Making his point: Cameron van der Burgh after winning Africa's first gold |
SPINE-TINGLING moments are rare for South African Olympians. But for an all-too-brief 15 minutes on Sunday night, London 2012 belonged to the Rainbow Nation.
After two days of agony which saw cycling road race contenders Daryll Impey and Asleigh Moolman finish empty-handed and the women’s footballers Banyana Banyana knocked-out after defeats against Sweden and Japan, the promised land of 12 medals looked unobtainable.
Charl Crous (men’s 100m backstroke) and Wendy Trott (women’s 400m freestyle) finished last in their heats and when our much-hyped hockey girls were thumped 7-1 by Argentina, the social networks were abuzz with complaints from patriotic South Africans watching the games of the 30th Olympiad.
My reply was simply to point the twittering cynics towards a better time, a better place. Specifically 9.11pm at the sparkling new Aqua Centre in Olympic Park.
The night before, Van der Burgh left defending Beijing champion Kosuke Kitajima of Japan in his wake with an Olympic record 58.83secs in the 100m breaststroke semi-final. He went to London with the world’s fifth-fastest time but went in to the final as the fastest qualifier.
There was never any doubt that Van der Burgh – allegedly stronger over the non-Olympic 50m than he is over two lengths – would be South Africa’s first medallist in London.
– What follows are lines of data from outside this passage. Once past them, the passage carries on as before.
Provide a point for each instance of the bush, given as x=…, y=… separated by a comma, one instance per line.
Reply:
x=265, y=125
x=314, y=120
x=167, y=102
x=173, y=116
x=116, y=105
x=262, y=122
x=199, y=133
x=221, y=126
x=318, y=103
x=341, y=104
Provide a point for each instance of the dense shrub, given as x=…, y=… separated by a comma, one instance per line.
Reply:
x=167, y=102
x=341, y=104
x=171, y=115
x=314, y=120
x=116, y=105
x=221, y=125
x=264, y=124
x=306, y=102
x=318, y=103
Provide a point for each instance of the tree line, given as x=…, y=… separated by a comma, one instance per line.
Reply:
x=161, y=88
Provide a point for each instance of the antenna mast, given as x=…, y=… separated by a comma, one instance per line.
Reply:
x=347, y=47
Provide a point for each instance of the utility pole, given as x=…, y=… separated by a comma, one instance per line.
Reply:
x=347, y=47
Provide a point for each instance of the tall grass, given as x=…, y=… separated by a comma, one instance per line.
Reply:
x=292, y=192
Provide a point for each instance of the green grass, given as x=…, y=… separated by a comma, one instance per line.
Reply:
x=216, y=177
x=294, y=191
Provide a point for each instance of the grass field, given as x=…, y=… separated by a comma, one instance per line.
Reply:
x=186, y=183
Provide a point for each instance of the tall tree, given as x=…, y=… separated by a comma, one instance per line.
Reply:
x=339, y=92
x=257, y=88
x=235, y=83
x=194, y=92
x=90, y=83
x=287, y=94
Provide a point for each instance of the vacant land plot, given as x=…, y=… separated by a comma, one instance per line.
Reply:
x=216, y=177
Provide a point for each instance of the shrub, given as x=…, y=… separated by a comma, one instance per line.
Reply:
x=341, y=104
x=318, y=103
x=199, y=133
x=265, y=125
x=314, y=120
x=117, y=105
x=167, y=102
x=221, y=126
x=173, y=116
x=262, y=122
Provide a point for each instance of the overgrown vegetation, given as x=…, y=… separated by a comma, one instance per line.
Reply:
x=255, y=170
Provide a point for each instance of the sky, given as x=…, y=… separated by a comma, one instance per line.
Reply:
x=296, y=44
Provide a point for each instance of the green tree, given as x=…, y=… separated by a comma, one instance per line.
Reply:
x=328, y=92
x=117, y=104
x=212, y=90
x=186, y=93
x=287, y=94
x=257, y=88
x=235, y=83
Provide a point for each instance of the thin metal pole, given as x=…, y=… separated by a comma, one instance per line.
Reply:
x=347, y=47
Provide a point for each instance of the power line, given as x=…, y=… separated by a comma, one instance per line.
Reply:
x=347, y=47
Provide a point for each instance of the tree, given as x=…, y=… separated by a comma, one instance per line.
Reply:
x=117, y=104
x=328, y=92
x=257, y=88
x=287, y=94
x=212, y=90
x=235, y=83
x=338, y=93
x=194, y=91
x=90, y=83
And there was no doubt he would reach the turn at the front of the field.
The surprises came with his enduring pace over the final length, the ease with which he won gold, and that world record finishing time of 58.46secs which left a stunned favourite Kitajima 1.33secs behind in fifth place with Australia’s Christian Sprenger taking silver and Brendan Hansen of the US in third.
The commentator screamed: “Van der Burgh is tiring, he’s a one-length specialist” but the truth was the 24-year-old had simply blown the rest of the world away and Australia’s Brenton Rickard was left trailing in sixth-place as his global mark was shattered by 0.12secs.
Afterwards the Crawford College old boy gasped: “The world record doesn’t matter. Just to be an Olympian, an Olympic champion, puts you in a club which nobody can take away from you.”
The beauty of Van der Burgh’s triumph lies in the fact that, unlike so many other South African swimmers, he is home-schooled. Cameron does his training at the University of Pretoria, as part of an academy which also saw AmaTuks graduate to the Premier Soccer League last season as well as producing top class tennis players and golfers.
In less than a minute, Cameron had won Africa’s first medal and improved on the entire South African medal haul from Beijing four years ago, where long-jumper Khotso Mokoena won a single silver in a bleak Chinese fortnight.
For the first time in eight years, Nkosi Sikelel’ iAFrika boomed out across an Olympic venue, and Van Der Burgh could barely keep his composure, taking huge breaths to keep the tears from overwhelming him.
Holding his emotions in check, he grinned: “I chose just the right time to swim the perfect race. That’s what I’ll be able to tell my children.”
Van der Burgh, who started swimming seriously at 11, confesses: “I love what I do and never feel like I’m actually working. Playing in the pool all day isn’t so bad.”
And now for further medals – 11 of them, if Sascoc are to maintain their optimistic schedule in London.
Cameron’s fellow swimmer Chad Le Clos, the 20-year-old from Durban, has chances after finishing an impressive fifth in the 400m individual medley behind American giant Ryan Lochte.
But even if Le Clos misses out in his favourite 200m butterfly tonight or the 200m medley on Friday, there’s always the men’s lightweight four in the rowing at Eton Dorney on Thursday where Lawrence Ndlovu, John Smith, Matthew Brittain and James Thomson are hoping to build on their second-place finish at the World Cup in Lucerne earlier this year.
But for real bullion, we need only look to today’s triathlon in the London docklands for medal-hungry South Africans.
That’s where South Africa have real medal hopes, centring on Richard Murray, the 23-year-old from Cape Town, who won the swim-cycle-run World Cup event in Hamburg on the Saturday before the Olympics, over-shadowed by Hashim Amla’s 311 not out and Ernie Els’ Open triumph.
By the time the athletics starts – with javelin thrower Sunette Viljoen, 800m champion Caster Semenya, Mokoena, the 4x400m men’s relay and 400m hurdler LJ Van Zyl all medal contenders – South Africa may well have a few more medals in the bag before Burry Stander’s mountain biking on the final Sunday of London 2012.
And as I write this column remember this: South Africa are currently leading hosts Great Britain in the medals table – Lewis Hamilton was the only British winner of the weekend. And his Grand Prix triumph came a distant 1 500km away in Hungary.